Sample lexica

We have compiled two sample lexica for demonstration use. One contains Dublin street names, in RP English, the other a set of Stockholm street names, in standard Swedish.

The samples were produced with no specific application in mind. This is not the usual way for STTS to work, since we prefer to formulate, implement and follow phonetic and other guidelines as strictly as possible. Such guidelines are typically tied to a specific application domain. These samples were produced from fresh data, in the sense that STTS has not previously transcribed this data, neither for internal use nor for any customer.

Symbol set

We try to follow the SAMPA/SAMPROSA conventions as far as possible, but we use a space character, / /, as phoneme delimiter. /$/ is used as a syllable delimiter, and each word is delimited by /#/.

File format

The plain text file format of the sample lexicon (generated from an internal database) looks like this:

 <ORTHOGRAPHY>(<TAB><COMMENT>)?
 <TAB><TRANSCRIPTION>
  ...  

The orthography starts a new line, and is followed by an optional tab separated comment.
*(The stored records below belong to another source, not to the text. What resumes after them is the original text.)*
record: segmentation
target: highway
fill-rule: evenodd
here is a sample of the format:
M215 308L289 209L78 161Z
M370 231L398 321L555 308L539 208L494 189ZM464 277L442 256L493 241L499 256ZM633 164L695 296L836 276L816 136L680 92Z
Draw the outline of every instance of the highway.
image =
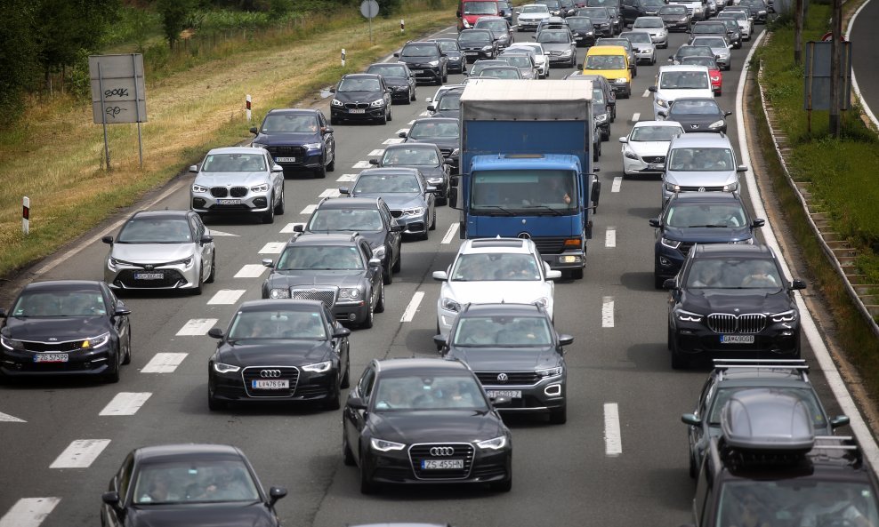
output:
M454 28L445 33L454 34ZM518 33L516 38L532 36ZM633 97L617 102L611 140L603 143L599 163L602 196L585 276L556 285L556 328L575 337L567 348L569 420L563 426L540 418L508 420L513 434L511 492L418 486L362 496L357 469L343 464L341 411L250 405L220 412L207 409L207 360L215 347L207 331L214 324L225 327L237 303L260 298L267 272L260 260L277 256L292 224L304 221L321 196L347 185L368 159L398 140L399 131L423 114L423 100L436 88L420 85L418 102L395 106L393 121L386 125L335 126L335 172L326 180L288 179L286 213L273 225L249 218L208 218L218 278L201 296L125 295L133 310L133 359L118 384L35 379L0 386L0 517L4 517L0 527L98 525L101 493L128 451L178 442L241 447L263 486L289 490L278 505L287 527L386 521L448 522L458 527L691 523L694 483L687 472L686 429L680 416L695 407L706 371L671 369L665 346L668 293L653 289L653 229L648 225L659 212L660 183L622 180L617 142L633 122L650 118L648 86L684 36L672 35L669 48L658 50L657 66L640 66ZM749 45L733 52L733 69L723 72L723 95L718 98L723 109L736 109L735 88ZM578 61L585 52L578 50ZM551 78L569 71L553 68ZM461 78L449 76L449 82ZM328 116L328 100L320 108ZM729 129L738 149L737 117L730 117ZM167 196L151 208L188 207L191 178L175 180ZM352 381L375 358L436 356L431 337L440 283L431 273L445 269L456 252L457 233L450 228L458 215L448 207L438 210L437 230L429 240L404 243L402 271L386 287L387 310L376 315L373 329L356 330L351 337ZM88 243L59 259L39 279L101 280L107 251L100 239ZM226 292L215 296L221 291ZM803 356L813 359L805 339ZM818 371L812 379L828 413L839 413ZM120 395L123 392L141 395ZM109 407L123 400L117 397L134 403L122 410Z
One or more transcriptions then follow on lines starting with a tab.

The first transcription following an entry should be considered the preferred pronunciation, followed by zero or more variants.

If an entry consists of several words that all have multiple transcriptions, all possible combinations have been generated. For example, if an entry consists of two words, one of which has three pronunciations and the other has two, there will be six transcriptions of this item.